La valanga d’ascolti per Luisa Spagnoli, attorno agli otto milioni, pari a quella per Don Matteo e il Commissario Montalbano, ci ha riempito di personale vergogna perché, da maschi superficiali e ignoranti, di quell’eroina non sapevamo praticamente nulla. Salvo aver notato decenni fa che le compagne di scuola, col kilt e cotonate, parlavano con rispetto dei paradisi delle signore che inalberavano quel nome e cognome.

Poi leggiamo l’auditel, trasecoliamo e corriamo nell’ordine, prima su Wikipedia a capire chi lei fosse e poi su un sito ad assaggiare le due puntate di lunedì e martedì.
Scoprendo così che: 1) Luisa è stata nella sua non lunga vita attraverso Grande Guerra, Fascismo, Seconda Guerra Mondiale e Dopoguerra, un fenomenale genio del marketing che a Berlusconi se lo sarebbe bevuto in un sorso, perché qualsiasi cosa producesse partiva dalla psicologia del cliente, a cominciare dal Bacio Perugina, insuperabile dolce da rimorchio – a partire dal nome – con contorno di disimpegnata, ma, volendo, allusiva conversazione attorno al bigliettino con la frasetta. Roba da far impallidire il vecchio fazzoletto perduto per vedersi rincorrere; 2) che le imprese possono farsi storia quando sono ancora vive e non soltanto quando hanno terminato il loro ciclo (come è stato invece per la fiction su Adriano Olivetti ); 3) che divenendo materiale narrativo le medesime imprese possono spremere fino in fondo il “product placement“, cioè la possibilità legale di mostrarci marchi e prodotti intrecciati al racconto anziché schiacciati negli intervalli. Così l’emozione non si interrompe e la pubblicità neppure.

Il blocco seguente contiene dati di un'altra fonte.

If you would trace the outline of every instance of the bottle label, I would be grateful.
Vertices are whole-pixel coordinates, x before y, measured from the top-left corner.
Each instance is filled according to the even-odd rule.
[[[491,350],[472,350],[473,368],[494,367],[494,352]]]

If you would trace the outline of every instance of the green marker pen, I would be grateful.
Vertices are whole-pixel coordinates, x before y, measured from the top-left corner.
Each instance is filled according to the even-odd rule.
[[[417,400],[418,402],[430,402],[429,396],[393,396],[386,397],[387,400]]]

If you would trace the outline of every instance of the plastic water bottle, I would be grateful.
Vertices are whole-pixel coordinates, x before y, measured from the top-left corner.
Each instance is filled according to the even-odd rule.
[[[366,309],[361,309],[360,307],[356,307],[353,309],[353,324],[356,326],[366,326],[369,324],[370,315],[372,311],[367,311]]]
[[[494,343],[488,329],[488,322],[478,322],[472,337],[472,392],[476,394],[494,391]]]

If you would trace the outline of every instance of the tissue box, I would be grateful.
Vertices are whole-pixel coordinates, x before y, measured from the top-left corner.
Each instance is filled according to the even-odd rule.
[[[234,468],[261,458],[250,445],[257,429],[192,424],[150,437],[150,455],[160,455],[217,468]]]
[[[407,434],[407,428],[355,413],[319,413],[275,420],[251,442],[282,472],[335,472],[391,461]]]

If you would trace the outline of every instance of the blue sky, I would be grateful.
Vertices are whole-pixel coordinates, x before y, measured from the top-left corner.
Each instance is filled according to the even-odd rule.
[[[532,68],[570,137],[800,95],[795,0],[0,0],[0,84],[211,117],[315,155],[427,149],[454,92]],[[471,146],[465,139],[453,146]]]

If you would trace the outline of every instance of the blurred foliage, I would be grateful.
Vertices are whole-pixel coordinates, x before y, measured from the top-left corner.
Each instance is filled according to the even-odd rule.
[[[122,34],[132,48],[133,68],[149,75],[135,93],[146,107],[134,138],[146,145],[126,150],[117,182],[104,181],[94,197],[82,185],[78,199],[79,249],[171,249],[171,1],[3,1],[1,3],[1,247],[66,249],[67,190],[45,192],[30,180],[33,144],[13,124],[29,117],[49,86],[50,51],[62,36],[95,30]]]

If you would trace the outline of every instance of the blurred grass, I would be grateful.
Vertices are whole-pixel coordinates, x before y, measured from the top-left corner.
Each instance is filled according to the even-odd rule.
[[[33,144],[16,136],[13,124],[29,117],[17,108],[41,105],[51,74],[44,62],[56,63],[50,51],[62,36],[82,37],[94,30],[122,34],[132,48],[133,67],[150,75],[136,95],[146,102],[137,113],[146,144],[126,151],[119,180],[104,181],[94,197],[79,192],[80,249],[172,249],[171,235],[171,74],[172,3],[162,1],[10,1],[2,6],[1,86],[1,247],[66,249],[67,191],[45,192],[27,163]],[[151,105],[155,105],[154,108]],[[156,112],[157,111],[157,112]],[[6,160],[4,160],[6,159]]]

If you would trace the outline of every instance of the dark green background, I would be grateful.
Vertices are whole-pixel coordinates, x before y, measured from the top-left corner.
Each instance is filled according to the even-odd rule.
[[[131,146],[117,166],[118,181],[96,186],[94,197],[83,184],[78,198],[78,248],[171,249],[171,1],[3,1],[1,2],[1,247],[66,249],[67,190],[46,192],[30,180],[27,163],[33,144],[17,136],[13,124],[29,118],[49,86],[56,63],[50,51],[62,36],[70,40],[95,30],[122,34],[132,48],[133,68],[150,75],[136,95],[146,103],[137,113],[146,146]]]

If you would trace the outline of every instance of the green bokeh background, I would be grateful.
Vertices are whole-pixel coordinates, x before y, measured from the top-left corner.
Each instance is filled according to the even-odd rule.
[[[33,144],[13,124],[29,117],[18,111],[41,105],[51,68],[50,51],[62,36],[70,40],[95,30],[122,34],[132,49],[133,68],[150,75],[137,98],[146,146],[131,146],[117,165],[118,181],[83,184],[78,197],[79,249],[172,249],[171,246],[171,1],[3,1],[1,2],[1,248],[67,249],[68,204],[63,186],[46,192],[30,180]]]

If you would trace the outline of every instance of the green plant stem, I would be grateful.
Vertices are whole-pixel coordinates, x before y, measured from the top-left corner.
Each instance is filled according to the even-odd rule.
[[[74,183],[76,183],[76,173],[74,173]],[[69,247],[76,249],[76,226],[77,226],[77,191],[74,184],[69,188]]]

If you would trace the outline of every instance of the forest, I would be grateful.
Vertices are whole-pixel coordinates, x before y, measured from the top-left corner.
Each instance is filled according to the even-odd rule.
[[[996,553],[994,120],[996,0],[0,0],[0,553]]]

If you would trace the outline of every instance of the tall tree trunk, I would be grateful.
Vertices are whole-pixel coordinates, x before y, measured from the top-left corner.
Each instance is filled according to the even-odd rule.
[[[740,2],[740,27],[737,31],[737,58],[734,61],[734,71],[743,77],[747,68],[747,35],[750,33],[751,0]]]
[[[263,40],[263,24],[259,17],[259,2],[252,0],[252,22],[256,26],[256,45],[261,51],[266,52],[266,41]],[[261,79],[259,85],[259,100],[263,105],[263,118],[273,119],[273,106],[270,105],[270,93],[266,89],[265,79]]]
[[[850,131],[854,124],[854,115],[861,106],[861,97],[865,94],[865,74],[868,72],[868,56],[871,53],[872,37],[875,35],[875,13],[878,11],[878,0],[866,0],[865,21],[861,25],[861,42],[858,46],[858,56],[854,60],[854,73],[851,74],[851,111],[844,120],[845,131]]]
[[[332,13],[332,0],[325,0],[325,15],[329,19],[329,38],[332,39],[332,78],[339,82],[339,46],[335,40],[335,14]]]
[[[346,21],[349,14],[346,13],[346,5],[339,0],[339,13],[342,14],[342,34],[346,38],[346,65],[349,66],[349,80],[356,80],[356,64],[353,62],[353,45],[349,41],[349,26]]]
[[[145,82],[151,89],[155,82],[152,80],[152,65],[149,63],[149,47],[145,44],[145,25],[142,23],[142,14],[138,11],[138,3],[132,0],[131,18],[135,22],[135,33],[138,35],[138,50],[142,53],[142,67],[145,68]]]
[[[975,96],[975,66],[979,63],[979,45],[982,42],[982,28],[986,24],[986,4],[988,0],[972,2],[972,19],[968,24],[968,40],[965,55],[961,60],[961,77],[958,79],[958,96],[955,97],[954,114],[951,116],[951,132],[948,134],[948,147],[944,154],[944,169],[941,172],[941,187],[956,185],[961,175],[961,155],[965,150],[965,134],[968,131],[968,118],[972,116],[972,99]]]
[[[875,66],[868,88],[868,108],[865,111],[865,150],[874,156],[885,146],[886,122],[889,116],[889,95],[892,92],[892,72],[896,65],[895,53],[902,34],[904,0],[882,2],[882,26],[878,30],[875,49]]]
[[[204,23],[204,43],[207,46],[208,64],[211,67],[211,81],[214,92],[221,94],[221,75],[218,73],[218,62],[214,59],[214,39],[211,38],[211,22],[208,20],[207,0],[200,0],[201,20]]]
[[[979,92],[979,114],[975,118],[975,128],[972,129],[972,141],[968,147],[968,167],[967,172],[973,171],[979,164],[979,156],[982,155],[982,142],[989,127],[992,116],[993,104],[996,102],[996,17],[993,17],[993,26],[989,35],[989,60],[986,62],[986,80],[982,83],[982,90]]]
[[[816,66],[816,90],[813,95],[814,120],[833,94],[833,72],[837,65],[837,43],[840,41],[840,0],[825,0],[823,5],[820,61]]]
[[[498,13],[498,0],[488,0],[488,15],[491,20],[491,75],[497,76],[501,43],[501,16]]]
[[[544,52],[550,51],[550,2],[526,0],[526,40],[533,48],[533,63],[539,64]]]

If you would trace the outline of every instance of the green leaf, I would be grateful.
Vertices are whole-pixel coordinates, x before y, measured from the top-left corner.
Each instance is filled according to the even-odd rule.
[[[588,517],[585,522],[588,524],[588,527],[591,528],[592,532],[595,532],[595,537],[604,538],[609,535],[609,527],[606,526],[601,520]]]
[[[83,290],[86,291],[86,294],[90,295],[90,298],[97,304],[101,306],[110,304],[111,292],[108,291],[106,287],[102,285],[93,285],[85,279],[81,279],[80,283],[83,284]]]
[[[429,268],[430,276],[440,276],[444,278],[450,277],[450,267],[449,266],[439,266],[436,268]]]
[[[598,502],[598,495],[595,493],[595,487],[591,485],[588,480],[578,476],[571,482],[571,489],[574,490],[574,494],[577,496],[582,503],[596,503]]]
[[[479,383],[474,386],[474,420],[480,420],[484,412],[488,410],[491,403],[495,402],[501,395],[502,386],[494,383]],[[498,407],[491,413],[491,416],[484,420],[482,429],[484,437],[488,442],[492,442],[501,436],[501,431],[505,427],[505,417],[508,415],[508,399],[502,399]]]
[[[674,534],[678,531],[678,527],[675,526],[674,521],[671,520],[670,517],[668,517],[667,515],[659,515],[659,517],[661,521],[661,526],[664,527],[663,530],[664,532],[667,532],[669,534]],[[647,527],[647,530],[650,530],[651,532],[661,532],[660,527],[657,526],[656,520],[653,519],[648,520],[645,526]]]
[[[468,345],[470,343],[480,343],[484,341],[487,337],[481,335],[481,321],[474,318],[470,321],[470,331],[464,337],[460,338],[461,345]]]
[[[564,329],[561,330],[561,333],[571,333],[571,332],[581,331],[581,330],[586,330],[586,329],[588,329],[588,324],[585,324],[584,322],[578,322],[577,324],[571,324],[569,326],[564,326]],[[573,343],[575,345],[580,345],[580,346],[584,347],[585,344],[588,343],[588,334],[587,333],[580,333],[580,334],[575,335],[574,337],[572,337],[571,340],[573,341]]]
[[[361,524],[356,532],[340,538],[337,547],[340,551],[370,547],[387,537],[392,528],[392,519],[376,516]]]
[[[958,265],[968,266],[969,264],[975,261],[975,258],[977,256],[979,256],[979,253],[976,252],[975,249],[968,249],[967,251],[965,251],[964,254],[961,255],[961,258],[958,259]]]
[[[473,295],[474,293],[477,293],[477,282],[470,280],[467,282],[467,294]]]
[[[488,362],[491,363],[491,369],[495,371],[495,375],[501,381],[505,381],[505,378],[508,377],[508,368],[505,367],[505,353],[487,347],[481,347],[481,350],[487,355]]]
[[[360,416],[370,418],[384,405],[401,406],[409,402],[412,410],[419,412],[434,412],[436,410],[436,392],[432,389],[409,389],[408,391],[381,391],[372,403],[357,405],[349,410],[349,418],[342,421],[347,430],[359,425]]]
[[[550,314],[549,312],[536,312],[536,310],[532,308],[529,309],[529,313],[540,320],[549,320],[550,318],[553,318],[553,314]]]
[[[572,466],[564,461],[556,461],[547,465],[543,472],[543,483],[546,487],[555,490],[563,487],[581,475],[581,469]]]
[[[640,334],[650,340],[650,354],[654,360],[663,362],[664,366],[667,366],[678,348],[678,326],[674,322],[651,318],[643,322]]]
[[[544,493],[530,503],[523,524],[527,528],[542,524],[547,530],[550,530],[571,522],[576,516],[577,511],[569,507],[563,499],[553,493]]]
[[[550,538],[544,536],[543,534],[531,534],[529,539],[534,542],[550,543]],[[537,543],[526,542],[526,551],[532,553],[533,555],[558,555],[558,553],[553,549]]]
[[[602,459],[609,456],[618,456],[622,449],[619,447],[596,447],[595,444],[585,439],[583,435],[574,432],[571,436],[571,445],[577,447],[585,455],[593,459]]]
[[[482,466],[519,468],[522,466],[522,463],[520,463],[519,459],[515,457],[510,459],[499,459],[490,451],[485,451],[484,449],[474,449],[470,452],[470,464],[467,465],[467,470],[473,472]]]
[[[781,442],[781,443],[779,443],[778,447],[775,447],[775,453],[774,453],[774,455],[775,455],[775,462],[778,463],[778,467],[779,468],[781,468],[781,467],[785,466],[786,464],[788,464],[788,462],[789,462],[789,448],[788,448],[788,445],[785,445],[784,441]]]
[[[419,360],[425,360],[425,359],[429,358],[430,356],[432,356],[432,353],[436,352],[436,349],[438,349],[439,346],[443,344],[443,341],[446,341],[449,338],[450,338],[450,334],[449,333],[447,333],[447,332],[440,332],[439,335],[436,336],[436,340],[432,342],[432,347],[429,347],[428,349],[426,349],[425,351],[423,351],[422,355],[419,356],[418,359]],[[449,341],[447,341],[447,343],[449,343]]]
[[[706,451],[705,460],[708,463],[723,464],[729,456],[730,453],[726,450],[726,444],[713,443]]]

Il successo di Luisa è dovuto al pubblico femminile che, se in genere privilegia il romanzo in tv, stavolta si è mobilitato in misura davvero massiccia, con uno share del 37% (50% fra le meno giovani) mentre i maschi si arrestano al 20%. E poi, chissà perché, mentre l’ascolto si è spalmato con equilibrio fra le varie regioni, (prescindendo dall’ovvio 60% dell’Umbria, la patria di Spagnoli, di Perugia e della Perugina) colpisce l’avarizia della Lombardia e del Piemonte, ferme al 20% manco fossero abitate solo da maschi. Come se a spaccare il pubblico fossero intervenuti due fattori: il primo, chiamiamolo “fierezza femminile” per la figura di Luisa che, oltre al successo imprenditoriale, mostrava una piena emancipazione sul piano dei rapporti personali. La ritrosia di lombardi e piemontesi sembrerebbe invece rivelare una qualche ottusità padana nei confronti delle capacità imprenditoriali del resto del Paese. Figuriamoci poi se incarnate in una donna.

In questi squilibri sta tutta la differenza fra gli ascolti, pur simili per quantità, di Don Matteo e di Luisa Spagnoli: il primo placa le differenze, la seconda le esalta. Forse è ancora vero, Papa Francesco a parte, che la rivoluzione indossa la gonna e non la tonaca.